Panowanie świętego Walentego w Chełmnie rozpocznie w sobotę koncert miłosnych piosenek na jazzowo w wykonaniu Izy Zając i jej zespołu. Tego samego dnia rozpoczną się dwudniowe warsztaty "Alchemia i amory w kuchni", łączące poznawanie tajników sztuki kulinarnej z degustacją przysmaków.
Na niedzielę zaplanowano walentynkowy kiermasz "Przez żołądek do serca". Odwiedzający będą mogli kupić tradycyjne produkty i kulinaria, a także wytwory lokalnego rękodzieła, wszystko osadzone w walentynkowej tematyce i nawiązujące do idei święta.
Kulminacja obchodów "Walentynek Chełmińskich" wypadnie 14 lutego. Już o świcie na miejskim rynku rozpocznie się Jarmark Świętego Walentego, w ramach którego wystawcy zaoferują walentynkowe drobiazgi, od słodyczy w kształcie serc po biżuterię.

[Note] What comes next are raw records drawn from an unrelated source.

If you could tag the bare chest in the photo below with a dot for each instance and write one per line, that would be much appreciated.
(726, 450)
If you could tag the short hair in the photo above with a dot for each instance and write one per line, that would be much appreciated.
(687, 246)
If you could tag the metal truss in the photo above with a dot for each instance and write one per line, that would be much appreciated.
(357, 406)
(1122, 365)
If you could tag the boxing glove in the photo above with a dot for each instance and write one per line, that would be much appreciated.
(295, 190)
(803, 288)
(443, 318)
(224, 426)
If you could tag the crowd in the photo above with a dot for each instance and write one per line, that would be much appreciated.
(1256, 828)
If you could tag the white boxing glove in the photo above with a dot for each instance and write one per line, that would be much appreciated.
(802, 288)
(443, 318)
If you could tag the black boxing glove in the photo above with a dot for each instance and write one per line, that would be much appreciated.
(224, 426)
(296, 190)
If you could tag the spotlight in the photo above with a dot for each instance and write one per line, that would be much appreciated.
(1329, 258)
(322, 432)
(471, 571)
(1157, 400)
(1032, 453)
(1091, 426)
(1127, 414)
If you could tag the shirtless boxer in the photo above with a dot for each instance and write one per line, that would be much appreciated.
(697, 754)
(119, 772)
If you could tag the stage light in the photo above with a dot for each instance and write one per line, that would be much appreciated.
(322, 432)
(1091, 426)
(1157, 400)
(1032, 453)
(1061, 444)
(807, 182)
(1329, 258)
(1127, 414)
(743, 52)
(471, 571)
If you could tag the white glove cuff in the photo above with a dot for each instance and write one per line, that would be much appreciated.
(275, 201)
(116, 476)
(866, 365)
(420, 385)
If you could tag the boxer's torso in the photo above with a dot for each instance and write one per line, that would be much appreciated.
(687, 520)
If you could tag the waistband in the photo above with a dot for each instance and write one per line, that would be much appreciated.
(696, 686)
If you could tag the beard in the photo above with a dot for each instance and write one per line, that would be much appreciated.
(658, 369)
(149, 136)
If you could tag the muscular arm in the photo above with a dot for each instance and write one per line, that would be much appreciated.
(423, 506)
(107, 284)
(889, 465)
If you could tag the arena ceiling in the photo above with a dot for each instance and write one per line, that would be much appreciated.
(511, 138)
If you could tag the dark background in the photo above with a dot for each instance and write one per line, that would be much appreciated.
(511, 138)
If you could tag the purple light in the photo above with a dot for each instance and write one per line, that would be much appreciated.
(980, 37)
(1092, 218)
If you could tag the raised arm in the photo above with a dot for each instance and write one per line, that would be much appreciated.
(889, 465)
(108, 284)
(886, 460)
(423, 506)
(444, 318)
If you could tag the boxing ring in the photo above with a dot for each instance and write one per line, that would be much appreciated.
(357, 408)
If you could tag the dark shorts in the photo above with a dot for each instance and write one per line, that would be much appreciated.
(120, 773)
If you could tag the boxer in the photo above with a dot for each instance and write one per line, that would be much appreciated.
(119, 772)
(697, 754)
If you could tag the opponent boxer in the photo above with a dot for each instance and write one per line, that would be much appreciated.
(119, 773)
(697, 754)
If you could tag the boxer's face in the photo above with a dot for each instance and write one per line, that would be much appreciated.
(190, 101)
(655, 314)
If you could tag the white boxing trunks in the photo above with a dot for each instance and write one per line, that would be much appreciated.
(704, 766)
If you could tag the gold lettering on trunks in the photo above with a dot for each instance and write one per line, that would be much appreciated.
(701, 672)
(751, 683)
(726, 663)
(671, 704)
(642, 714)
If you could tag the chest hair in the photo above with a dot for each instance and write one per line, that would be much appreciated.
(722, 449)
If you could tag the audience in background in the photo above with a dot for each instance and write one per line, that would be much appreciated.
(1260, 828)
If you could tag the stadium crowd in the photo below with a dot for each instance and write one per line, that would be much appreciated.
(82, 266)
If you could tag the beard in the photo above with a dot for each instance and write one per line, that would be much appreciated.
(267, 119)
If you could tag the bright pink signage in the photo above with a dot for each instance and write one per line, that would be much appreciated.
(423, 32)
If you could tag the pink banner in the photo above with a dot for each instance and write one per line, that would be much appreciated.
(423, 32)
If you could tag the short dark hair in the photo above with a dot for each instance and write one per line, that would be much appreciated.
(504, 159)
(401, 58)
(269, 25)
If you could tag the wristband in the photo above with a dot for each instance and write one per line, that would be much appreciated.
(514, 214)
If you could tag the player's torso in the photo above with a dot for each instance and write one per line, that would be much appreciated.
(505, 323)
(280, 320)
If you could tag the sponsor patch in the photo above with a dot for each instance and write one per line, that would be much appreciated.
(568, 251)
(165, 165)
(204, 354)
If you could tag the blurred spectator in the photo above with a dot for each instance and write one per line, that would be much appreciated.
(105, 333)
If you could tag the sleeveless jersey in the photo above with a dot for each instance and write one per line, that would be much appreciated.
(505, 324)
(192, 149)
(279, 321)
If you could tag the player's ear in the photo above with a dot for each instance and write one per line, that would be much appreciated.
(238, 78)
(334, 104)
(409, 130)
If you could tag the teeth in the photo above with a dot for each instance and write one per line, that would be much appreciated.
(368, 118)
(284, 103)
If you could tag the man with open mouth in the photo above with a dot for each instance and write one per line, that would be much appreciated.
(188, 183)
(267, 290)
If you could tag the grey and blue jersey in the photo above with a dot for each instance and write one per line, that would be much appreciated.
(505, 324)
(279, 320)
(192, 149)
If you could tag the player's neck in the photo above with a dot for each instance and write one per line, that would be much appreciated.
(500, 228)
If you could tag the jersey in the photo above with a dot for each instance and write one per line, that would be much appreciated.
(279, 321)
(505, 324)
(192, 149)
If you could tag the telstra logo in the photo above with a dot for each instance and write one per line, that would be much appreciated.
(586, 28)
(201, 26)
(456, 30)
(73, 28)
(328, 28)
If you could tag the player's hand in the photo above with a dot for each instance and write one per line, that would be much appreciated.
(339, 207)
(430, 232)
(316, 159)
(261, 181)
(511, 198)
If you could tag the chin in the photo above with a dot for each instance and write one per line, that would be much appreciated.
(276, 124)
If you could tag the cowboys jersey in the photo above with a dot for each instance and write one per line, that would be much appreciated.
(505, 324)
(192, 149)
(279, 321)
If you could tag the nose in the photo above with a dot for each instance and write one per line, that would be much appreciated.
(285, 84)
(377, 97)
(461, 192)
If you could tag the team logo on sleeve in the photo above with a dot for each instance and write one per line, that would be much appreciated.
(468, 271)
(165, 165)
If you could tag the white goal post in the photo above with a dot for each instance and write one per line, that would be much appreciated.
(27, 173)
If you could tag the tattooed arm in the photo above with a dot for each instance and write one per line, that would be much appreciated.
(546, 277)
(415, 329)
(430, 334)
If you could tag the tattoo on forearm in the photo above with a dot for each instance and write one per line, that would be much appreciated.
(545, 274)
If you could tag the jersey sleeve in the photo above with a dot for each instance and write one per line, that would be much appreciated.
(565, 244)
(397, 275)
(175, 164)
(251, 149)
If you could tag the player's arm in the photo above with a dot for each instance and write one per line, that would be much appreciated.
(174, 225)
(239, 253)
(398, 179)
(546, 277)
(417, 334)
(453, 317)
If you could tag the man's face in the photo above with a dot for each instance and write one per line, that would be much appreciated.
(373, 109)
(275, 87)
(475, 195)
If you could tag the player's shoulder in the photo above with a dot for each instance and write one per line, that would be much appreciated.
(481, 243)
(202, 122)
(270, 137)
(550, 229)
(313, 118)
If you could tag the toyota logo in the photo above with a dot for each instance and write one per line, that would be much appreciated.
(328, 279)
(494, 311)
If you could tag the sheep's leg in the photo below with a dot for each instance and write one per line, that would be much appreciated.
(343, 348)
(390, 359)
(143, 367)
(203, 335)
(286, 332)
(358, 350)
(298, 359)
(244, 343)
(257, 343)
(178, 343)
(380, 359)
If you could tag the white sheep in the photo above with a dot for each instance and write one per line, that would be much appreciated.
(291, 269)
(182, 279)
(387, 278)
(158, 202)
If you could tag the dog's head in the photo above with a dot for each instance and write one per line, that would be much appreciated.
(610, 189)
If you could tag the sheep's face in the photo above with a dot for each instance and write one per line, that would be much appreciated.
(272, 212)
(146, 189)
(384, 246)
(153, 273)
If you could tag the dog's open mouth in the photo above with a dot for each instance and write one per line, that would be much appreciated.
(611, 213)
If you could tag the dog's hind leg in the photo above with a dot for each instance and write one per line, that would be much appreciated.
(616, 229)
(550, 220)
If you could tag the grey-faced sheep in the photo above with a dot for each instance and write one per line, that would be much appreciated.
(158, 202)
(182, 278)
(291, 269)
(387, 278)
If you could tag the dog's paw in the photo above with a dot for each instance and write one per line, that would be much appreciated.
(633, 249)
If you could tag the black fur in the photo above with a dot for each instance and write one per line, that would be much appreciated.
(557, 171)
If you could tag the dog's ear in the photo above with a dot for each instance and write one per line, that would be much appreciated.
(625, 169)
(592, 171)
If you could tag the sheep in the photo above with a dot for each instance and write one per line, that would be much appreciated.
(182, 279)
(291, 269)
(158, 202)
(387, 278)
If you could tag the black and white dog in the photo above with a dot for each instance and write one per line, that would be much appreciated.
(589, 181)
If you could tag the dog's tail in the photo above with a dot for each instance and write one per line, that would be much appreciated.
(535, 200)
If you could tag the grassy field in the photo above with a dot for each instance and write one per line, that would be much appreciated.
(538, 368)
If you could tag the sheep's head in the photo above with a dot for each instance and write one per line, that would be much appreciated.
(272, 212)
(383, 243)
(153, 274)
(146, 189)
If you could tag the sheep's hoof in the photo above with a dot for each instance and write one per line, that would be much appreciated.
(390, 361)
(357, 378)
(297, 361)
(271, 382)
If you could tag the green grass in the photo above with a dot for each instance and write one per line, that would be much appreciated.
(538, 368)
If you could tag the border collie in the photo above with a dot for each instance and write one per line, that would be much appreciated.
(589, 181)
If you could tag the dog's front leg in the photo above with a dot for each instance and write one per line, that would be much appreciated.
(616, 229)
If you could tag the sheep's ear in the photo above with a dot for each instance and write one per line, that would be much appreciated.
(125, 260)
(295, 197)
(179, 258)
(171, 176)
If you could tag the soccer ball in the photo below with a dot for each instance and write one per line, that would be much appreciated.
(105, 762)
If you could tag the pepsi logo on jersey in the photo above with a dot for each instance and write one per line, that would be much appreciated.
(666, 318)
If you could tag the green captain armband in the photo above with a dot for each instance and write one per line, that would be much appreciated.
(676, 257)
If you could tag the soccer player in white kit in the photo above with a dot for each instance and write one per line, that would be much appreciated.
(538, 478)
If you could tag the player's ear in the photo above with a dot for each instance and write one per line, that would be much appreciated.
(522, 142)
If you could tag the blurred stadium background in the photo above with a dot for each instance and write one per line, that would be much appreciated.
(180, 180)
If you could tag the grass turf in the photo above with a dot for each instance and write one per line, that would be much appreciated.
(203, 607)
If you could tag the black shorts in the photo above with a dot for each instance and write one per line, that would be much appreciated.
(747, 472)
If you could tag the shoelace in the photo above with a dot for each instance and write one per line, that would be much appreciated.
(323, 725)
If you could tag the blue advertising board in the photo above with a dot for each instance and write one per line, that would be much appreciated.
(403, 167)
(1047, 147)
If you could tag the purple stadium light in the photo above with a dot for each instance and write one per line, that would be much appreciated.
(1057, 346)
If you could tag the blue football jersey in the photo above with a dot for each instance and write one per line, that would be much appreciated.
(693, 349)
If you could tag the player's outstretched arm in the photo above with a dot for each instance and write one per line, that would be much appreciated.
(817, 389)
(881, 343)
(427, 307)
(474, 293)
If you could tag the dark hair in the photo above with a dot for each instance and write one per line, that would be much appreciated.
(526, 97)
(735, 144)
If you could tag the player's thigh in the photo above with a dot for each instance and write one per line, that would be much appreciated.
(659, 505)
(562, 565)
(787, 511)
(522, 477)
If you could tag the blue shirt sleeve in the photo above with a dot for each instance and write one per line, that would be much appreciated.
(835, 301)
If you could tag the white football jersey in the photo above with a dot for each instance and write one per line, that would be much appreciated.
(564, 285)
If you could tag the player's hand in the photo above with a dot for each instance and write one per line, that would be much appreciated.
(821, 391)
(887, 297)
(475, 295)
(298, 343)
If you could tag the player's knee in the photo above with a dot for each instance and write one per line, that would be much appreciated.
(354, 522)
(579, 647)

Po południu, na ustawionej opodal renesansowego ratusza scenie rozpoczną się występy zespołów muzycznych. Gdy zapadnie zmrok, mieszkańcy miasta i goście odbędą podróż po nocnym niebie szlakiem miłosnych historii za pomocą wysokiej klasy teleskopu, a zwieńczeniem tego punktu programu będzie pokaz sztucznych ogni.
Religijny wymiar święta podkreśli we wtorek wystawienie relikwii świętego, które będzie można obejrzeć w chełmińskiej farze.
Nie wiadomo, od kiedy relikwie św. Walentego (kawałek górnej części czaszki) są przechowywane w chełmińskiej farze pw. Najświętszej Marii Panny. W 1630 r. starościna Jadwiga Działyńska ufundowała srebrny relikwiarz jako wotum wdzięczności za wyzdrowienie swoje i córki.
Relikwie można będzie zobaczyć w sobotę od godz. 12.00 do 16.00 i podczas specjalnej wieczornej mszy św. dla małżonków i jubilatów.
Kult św. Walentego rozwinął się w Chełmnie na początku XVIII wieku; co roku 14 lutego organizowano odpust, a relikwie przenoszono do miejscowego kościółka św. Ducha i wystawiano na głównym ołtarzu.
Sława chełmińskich relikwii była tak duża, że podano je do uczczenia przejeżdżającemu przez miasto w 1718 r. kanclerzowi wielkiemu koronnemu Janowi Szembekowi. Zdaniem historyków jednak św. Walenty był wówczas czczony w mieście jako patron w ciężkiej chorobie, a relikwiarz nie miał opinii cudownego.